Le déclenchement de l'étude d'Alain Badiou sur Paulo débouche étonnamment sur le camp de concentration. En utilisant Primo Levi, le champ sera vu comme la production de différences à tout moment, où le soi est une substance fermée générant des noms fermés. Déjà dans la prédication paulinienne, la vérité est le résultat d'un travail et le nouveau sujet s'identifie à la figure du militant.

1.

Alain Badiou aborde les différences entre Paulo et Nietzsche, tous deux liés à l'événement. Mais, selon Badiou, il y a une antériorité de Paulo par rapport à Nietzsche, qui conduit le philosophe allemand à ne pas lui pardonner, à le falsifier.

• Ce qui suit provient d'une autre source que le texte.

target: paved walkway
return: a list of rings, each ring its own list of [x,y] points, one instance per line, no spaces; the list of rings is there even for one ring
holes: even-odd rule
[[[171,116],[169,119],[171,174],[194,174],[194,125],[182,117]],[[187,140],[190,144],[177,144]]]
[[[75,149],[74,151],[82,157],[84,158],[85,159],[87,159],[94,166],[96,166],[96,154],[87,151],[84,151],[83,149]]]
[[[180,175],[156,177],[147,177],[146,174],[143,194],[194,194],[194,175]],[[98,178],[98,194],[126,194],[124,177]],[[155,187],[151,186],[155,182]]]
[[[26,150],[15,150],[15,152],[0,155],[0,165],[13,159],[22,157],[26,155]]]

Ils ne seraient pas des rivaux dans le sens de penser différemment, mais des adversaires. Contre l'affirmation de Nietzsche à l'article 43 de L'Antéchrist, selon laquelle, Paulo aurait déplacé le centre de gravité de la vie vers le néant, Badiou reprend un fragment de Paulo : « C'est ici et maintenant que la vie se venge de la mort, ici et maintenant que nous pouvons vivre affirmativement ».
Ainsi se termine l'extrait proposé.